#ubuntu-accessibility 2010-12-27
<ddalton> can anyone tell me how to install ubuntu with braille? 
<ddalton> i downloaded the  alternate cd but when i boot into the installer nothing happens if i switch to text console start brltty, i get braille output, but when switching back toe installer, the display says "screen not in text-mode" how can i use a text-based installer?
#ubuntu-accessibility 2010-12-29
<hajour> charlie-tca, do you got time?
<AlanBell> I have natty with unity running in a virtual machine now
<AlanBell> anyone know how to use it with a keyboard?
<Pendulum> AlanBell: keyboard control didn't make it into alpha 1
<AlanBell> this is the daily
<AlanBell> it is a bit crashy :(
<UndiFineD> AlanBell: I am still having pre-alpha1 in a vbox
<UndiFineD> works well for me
<UndiFineD> but lacking updates i think
<UndiFineD> easily hacked though
<charlie-tca> AlanBell: supposed to have Ctrl+Alt+t for terminal working, Alt+F2 for run working, and alt+Tab working, as far as I know
<charlie-tca> and I have not been able to make anything else work by keyboard yet
#ubuntu-accessibility 2010-12-30
<AlanBell> Pendulum: hiya
<charlie-tca> AlanBell: did you find any way to navigate with the keyboard only?
<AlanBell> no, not yet
#ubuntu-accessibility 2010-12-31
<charlie-tca> I don't think that is quite ready yet
<hajour> good night all.and happy new year for if i don't see you before
<charlie-tca> Good night and you have a very good New Year, too
#ubuntu-accessibility 2011-01-01
<phillw> Hiyas, when you all get over your hangovers from New Years Eve celebrations, could someone post up the date / time of the next meeting both in topic and on the wiki page, thanks.
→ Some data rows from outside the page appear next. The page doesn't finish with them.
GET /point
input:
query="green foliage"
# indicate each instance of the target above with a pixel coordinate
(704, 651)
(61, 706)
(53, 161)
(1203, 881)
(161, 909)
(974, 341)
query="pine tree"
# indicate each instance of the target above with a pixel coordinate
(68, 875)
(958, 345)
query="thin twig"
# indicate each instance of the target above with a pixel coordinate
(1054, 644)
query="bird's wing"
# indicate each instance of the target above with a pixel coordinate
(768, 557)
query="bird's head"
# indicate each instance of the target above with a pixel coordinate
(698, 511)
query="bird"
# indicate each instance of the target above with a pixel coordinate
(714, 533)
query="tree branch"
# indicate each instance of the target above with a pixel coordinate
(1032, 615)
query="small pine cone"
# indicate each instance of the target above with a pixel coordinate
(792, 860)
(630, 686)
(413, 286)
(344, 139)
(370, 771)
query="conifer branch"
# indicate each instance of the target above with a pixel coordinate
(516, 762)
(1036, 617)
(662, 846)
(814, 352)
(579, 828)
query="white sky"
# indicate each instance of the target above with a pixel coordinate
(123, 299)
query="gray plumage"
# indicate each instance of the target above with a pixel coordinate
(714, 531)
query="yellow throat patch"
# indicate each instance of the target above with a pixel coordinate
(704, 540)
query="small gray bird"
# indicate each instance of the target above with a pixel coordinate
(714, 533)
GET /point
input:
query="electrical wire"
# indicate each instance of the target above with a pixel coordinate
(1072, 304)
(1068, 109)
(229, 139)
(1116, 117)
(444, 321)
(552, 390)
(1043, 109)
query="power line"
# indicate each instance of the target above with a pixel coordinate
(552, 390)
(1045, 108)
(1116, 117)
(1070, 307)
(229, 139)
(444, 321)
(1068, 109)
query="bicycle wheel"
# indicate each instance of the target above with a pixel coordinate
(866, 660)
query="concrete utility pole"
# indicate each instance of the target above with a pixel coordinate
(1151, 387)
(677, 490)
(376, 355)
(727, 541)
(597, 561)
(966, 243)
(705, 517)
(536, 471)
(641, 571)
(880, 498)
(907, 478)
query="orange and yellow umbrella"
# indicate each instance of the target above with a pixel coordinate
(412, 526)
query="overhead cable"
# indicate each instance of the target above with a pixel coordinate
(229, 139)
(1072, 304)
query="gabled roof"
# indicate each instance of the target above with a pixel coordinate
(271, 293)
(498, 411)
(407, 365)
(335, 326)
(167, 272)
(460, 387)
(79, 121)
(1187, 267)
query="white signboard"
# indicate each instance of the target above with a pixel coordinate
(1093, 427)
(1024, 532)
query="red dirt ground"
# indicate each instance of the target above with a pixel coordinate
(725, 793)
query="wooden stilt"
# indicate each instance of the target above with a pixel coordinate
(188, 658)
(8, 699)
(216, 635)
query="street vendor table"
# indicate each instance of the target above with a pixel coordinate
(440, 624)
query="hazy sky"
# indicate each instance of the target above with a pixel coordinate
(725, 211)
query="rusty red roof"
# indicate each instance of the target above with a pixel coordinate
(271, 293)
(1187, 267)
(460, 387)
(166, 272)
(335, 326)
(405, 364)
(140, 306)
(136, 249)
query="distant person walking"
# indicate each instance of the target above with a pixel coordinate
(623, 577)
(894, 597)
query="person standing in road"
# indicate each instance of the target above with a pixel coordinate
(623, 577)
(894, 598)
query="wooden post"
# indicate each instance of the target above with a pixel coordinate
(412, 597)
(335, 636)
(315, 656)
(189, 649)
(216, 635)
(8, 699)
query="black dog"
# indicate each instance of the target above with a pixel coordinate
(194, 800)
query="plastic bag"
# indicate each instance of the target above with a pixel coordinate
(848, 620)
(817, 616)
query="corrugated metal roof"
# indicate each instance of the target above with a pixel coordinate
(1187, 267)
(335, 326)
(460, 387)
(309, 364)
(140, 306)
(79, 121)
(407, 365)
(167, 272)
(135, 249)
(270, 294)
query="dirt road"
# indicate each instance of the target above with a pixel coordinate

#ubuntu-accessibility 2011-12-26
<AlanBell> Fudge: interesting, with a mouse it is middle click to lauch a second instance
<AlanBell> not sure if there is a keypress for that, I will try and find out
<Fudge> AlanBell  re the keypress thanx heaps
<Fudge> is there any fix yet for the menus not always speaking
<Fudge> it really sux when they dont talk
#ubuntu-accessibility 2011-12-27
<Fudge> AlanBell  adding shift will open a new instance
<Fudge> :D
#ubuntu-accessibility 2011-12-28
<Fudge> anyone having luck getting launcher etc to speak in precise
<Fudge> cant access menus panel launcher, have the extra a11y ppa installed, same in both 2d/3d
<phillw> AlanBell: are you about for a quick pm?
<AlanBell> sure
#ubuntu-accessibility 2011-12-29
<Fudge> AlanBell  ping
<Fudge> do u have precise running with success orca/unity panels
<AlanBell> Fudge: I have
<AlanBell> I will do an update and make sure it still works (it wasn't any better than 11.10, but wasn't broken last time I tried)
<AlanBell> yeah, still kinda works
<Fudge> AlanBell  i am unsure why its not working for me
<Fudge> also i have not heard of other people having problems with nautilus being flakey but in oneiric it seems to fall over a lot. so i use pcmanfm which seems to work really good now, but i do not see any desktop integration
#ubuntu-accessibility 2012-01-01
<Fudge> after all day in precise i managed to get orca to read the unity panel again, apt-get install --reinstall qt-at-spi at-spi2-core
<Fudge> hi anyone alive
<Fudge> AlanBell  howdy
<AlanBell> hi Fudge 
<Fudge> hi mate, i got my menus to read but the launcher orca seems not to get focus on
<Fudge> had to apt-get install --reinstall qt-at-spi at-spi2-core
<Fudge> oh actually my launcher is finally working
<Fudge> just not when i hit super now
<Fudge> slowly getting there
<Fudge> loL
<Fudge> how was your xmas new year AlanBell 
<AlanBell> glad you have it working better now! I had a reasonably good christmas and new year, thanks Fudge 
<AlanBell> how was yours?
#ubuntu-accessibility 2012-12-30
<Fudge> AlanBell themuso on holidays?